In today’s Washington Post, William Saletan observes that after Gonzales v. Carhart, the next logical stop for pro-life activists is to require women seeking abortions to see ultrasound images of their unborn children. To his credit, Saletan is in favor of this scientific information helping to shape the choice women make, as long as the government pays for what it requires. Noting that “[w]omen aren’t too weak to face the truth,” he even calls ultrasound “a test of pro-choice sincerity.”

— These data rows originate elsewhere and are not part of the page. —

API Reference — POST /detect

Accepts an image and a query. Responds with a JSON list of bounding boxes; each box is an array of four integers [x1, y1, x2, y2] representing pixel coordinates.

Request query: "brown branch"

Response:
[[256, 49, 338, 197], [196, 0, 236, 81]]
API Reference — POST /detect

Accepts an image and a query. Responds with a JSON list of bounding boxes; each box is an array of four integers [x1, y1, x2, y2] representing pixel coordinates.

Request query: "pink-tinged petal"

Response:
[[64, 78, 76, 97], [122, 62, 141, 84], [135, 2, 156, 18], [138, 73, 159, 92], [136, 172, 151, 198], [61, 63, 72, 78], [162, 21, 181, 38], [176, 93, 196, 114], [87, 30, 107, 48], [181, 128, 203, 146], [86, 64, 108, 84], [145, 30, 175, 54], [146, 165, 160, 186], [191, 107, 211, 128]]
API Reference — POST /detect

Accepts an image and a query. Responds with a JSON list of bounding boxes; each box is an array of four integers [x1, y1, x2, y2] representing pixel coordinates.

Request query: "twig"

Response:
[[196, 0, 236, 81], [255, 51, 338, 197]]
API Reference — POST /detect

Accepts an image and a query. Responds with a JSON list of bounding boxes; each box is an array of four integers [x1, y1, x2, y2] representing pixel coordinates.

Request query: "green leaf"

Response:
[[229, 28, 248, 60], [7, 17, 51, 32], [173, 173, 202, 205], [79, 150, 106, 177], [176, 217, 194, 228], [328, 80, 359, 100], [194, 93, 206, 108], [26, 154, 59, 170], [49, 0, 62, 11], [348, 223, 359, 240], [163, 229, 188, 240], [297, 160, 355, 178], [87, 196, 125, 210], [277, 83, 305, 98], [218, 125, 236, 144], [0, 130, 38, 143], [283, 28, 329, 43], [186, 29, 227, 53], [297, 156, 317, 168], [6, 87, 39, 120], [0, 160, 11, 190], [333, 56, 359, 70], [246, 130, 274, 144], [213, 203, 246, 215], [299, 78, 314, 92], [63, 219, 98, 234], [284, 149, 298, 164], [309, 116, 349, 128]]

Still, Saletan can’t resist the dig against pro-lifers, however illogically constructed. He thinks there is something hypocritical in the pro-life tactic of requiring ultrasounds, saying that “[t]hey rigged Mississippi’s ultrasound law with a clause that would ban nearly all abortions if Roe is overturned.” But what’s the inconsistency? So long as women are free to choose abortions under the Roe regime, pro-lifers are interested in any requirement that stands a decent chance of reducing the number of abortions women procure. But that’s a means to an end. The end isn’t “choice,” even informed “choice.” The end is life. If they can get it, pro-lifers will embrace any legal avenue to banning as many abortions as possible, because unlike Saletan but like Abraham Lincoln, they believe there is no right to do a wrong.
Saletan might respond that he too agrees with Lincoln but does not believe abortion is a wrong. But I wonder if he can follow his own train of thought. When he considers the informative value of an ultrasound, Saletan addresses women considering abortion this way:
If you don’t want to look at the video, you don’t have to. But you should look at it, and so should the guy who got you pregnant, because the decision you’re about to make is as grave as it gets.
What makes it so grave? Only one thing. What you see in the ultrasound is a human being like yourself. If it is not such a being, there is no reason to be so sober about it. Is there?